The playroom at the Department of Oncology is a large, spacious, and well-lit room. For many years, its huge windows had been not only the source of light but rather the source of cold and wind because of holes and slits in the window frames. Old and deformed linoleum on the floor, paint peeling off the walls, wet spots on the ceiling had not only looked ugly but also presented potential sources of fungal infections. We are grateful to the Moscow Representative Office of Walt Disney Co., whose financial support made it possible to reconstruct everything in this room. Now the old window-frames have been replaced by well-fitting plastic ones, the walls and the floor are covered with contemporary environmentally safe materials, and a company producing stretch ceilings (its managers wanted to stay anonymous) made and installed a wonderful starred-sky ceiling for the children free of charge. The interior design was performed by Vera, our volunteer and a professional designer.

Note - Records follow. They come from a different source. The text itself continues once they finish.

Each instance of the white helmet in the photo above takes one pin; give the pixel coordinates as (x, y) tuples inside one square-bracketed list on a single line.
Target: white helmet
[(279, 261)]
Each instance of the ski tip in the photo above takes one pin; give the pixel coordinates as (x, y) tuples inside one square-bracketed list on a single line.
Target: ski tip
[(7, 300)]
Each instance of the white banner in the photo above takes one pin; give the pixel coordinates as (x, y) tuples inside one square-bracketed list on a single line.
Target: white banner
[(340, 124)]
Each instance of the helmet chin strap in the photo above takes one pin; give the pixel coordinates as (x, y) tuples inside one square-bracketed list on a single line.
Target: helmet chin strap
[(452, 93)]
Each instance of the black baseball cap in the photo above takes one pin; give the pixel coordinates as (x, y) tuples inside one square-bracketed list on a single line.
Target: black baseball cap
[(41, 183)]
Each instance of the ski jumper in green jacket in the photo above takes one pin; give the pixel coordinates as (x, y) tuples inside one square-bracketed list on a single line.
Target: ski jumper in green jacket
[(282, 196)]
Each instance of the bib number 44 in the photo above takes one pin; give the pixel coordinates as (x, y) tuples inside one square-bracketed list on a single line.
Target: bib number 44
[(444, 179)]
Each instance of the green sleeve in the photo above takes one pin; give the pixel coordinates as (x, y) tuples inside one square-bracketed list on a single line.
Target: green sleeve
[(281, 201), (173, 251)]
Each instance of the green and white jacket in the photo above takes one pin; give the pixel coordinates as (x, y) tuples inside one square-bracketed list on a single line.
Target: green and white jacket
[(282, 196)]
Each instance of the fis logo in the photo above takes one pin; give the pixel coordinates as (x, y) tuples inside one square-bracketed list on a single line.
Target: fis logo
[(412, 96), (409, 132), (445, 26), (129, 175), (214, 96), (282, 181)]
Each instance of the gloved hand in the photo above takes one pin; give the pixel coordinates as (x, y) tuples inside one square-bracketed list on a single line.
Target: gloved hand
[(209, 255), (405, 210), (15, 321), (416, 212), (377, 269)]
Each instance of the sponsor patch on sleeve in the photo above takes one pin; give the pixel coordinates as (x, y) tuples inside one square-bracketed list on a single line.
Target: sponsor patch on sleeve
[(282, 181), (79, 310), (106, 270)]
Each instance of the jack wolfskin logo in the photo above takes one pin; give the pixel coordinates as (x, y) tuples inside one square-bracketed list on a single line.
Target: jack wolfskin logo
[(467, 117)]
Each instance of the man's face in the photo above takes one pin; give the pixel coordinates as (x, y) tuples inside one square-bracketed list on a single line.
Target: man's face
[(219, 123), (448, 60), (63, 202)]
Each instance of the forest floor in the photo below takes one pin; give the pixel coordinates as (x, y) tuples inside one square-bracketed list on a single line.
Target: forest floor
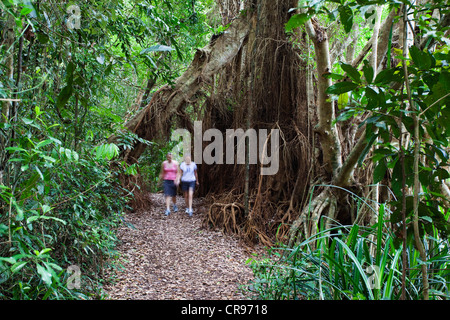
[(174, 257)]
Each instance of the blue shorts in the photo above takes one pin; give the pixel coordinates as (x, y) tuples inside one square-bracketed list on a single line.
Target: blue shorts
[(170, 189), (186, 185)]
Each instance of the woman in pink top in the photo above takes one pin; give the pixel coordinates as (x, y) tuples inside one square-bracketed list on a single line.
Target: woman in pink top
[(169, 171)]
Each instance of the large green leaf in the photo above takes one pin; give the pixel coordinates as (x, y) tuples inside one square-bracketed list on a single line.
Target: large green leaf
[(346, 15), (341, 87), (296, 21), (45, 275), (158, 47)]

The room has comfortable workplaces for the children, who now have a computer with an LCD monitor, a large LCD TV set, a digital video camera, and a DVD karaoke system. This is necessary not only for recreation and entertainment but mostly for lessons with art therapists. Also, these setups make it possible to record and study breathing exercises and other necessary movements. But, at the same time, very little kids feel fine in this playroom, too.
The playroom at the Kidney Transplantation Center, mostly used by elder children and adolescents, has become a real art studio. Art therapists Irina Kolosova and Olga Gorneva engage the children in drawing and molding classes. The children now have new easels and a real potter's wheel for making ceramic articles. And there is also a LCD TV set and a video camera, which allow the children to see themselves and each other during the classes and to make video clips, which are also important for art therapy.
We want to thank everybody whose help has made it possible to reconstruct these two playrooms into real centers for creative work. We whole-heartedly thank Armen Popov and his Russian and American friends. We are grateful to the Nadezhda detei (Children's Hope) foundation and, as we have already said, to the Moscow representative office of Walt Disney Co., which donated the money for reconstructing the playroom at the Department of Oncology and thus launched the entire event.
Both playrooms have been functioning for over a week, and children just do not want to leave them. Art therapy classes have already begun at the Department of Oncology and continue at the Kidney Transplantation Center.